We kept checking if she gives any hint of sight and initially she perceived light and ~perhaps~ the slightest of movement but that is only on the left side on her first full day here. Little Bea was out the following morning before her breakfast and she was using her beak like a walking stick by tapping in front and to the sides as she took a tentative stroll on the towel. We then thought she might be far sighted on the right? Waaaaay up close she doesn't respond but farther away she seemed to be able to track motion on both sides.
We didn't want to rush anything but knew the longer we cared for her the more difficult it will be to decide to decide. Mike thought she'd be OK and adjust to her form of normality and when God wanted her she would leave.
Ah well. This may be The Year of The Eye Problems or the impossible to rescue! I'd rather have Swifts!
Initially we thought Bea was a young Common Grackle but we soon found out there was nothing "common" about her. She was so delicate yet showed amazing strength and courage as she tried to overcome her vision loss. Bea had made amazing strides, literally, on day three here. We believed her eyesight was improving.
She no longer tapped her way around but took steady and purposeful steps. She walked to the edge of the counter and I quickly put my hand out in front of her to stop her from falling and she backed off! She then turned around ... took two steps and hopped on my hand!!!!! :-) She definitely seeks the light and had been very mobile Monday. Bea has been very busy doing her wing stretches and flapping. The skin on her face was healing and had some scabs on it. What had caused her injuries?
Of course she was also preening her feathers too. A girl needs to look her best at all times, dontchaknow? Her beak was slender and more delicate than that of a Grackle. She had started to show signs of patches on her wings. The skin of her feet was sooooo soft! Her voice was not entirely Grackle-ish. Bea now had more tail feathers growing and this confirmed that she was a young Red-winged Blackbird.
She was not getting that she needs to start to eat on her own or drink water either. If we placed a hunk of blueberry, grape or cherry in her mouth she would swallow it but she was not even trying in the least to pick anything up on her own. Cherries and grapes were her favourites! :-) Bea was tapping at the towel and pulling on it so there's at least there was a start.
Little Bea was giving us mixed signals on Monday. She was definitely getting around with more confidence but she didn't sing when ~her band~ was on the radio. Mike said he noticed she stumbled a few times in the late afternoon and she took up an odd posture of holding her wings out and resting like that. ??? Strange! She was more difficult to feed and she resisted having the tube stuck into her crop.
Maybe she knew she needed to leave and didn't want us to delay her departure? Mike thinks maybe she had some brain damage from heat stroke. It was very hot when he found her and even hotter for her resting on the pavement. :*( In the wee hours of Tuesday morning I heard her fluttering.
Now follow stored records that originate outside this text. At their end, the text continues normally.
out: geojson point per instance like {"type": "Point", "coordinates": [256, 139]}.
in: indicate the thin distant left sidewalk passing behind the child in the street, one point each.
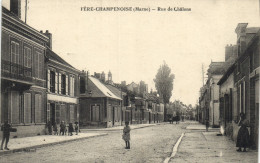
{"type": "Point", "coordinates": [134, 126]}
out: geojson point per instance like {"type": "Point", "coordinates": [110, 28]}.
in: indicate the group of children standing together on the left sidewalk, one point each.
{"type": "Point", "coordinates": [53, 128]}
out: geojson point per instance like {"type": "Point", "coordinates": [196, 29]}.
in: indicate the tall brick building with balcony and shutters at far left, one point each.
{"type": "Point", "coordinates": [23, 75]}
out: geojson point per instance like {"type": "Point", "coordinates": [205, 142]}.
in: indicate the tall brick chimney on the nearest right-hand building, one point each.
{"type": "Point", "coordinates": [241, 37]}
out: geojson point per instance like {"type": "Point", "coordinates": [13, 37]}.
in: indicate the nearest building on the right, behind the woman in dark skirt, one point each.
{"type": "Point", "coordinates": [239, 86]}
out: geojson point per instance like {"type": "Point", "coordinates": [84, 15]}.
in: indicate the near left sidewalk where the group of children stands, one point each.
{"type": "Point", "coordinates": [31, 143]}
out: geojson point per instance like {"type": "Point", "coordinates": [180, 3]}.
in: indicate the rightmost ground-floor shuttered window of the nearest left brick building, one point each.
{"type": "Point", "coordinates": [38, 108]}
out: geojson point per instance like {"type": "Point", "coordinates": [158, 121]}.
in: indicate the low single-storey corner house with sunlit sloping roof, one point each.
{"type": "Point", "coordinates": [99, 106]}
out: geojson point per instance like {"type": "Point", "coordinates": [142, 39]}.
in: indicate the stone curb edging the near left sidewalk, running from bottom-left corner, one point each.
{"type": "Point", "coordinates": [45, 145]}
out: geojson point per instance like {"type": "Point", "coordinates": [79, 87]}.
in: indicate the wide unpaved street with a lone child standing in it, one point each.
{"type": "Point", "coordinates": [150, 144]}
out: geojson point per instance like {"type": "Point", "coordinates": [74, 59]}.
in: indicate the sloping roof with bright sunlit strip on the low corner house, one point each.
{"type": "Point", "coordinates": [99, 89]}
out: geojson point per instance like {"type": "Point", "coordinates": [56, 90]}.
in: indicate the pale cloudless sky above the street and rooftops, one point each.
{"type": "Point", "coordinates": [133, 45]}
Bea had a seizure and was laying on her side. She struggled for breath for less than a minute and I held her, gave her a kiss on top of her head and told her it was OK to leave her darkness. Don't be afraid little one. Go toward the Light and see God. Her mission here on Earth was done and she was gone.
Take what ever adversities are given to you and show the world you can overcome them. If you cannot over come the adversities then you try the very best you can to do well. Always know there may be someone who is watching out for your safety and someone who loves you in spite of it all and will help you through it all.
A life lesson for all species from someone small and young. The teacher? A tiny bird named Bea.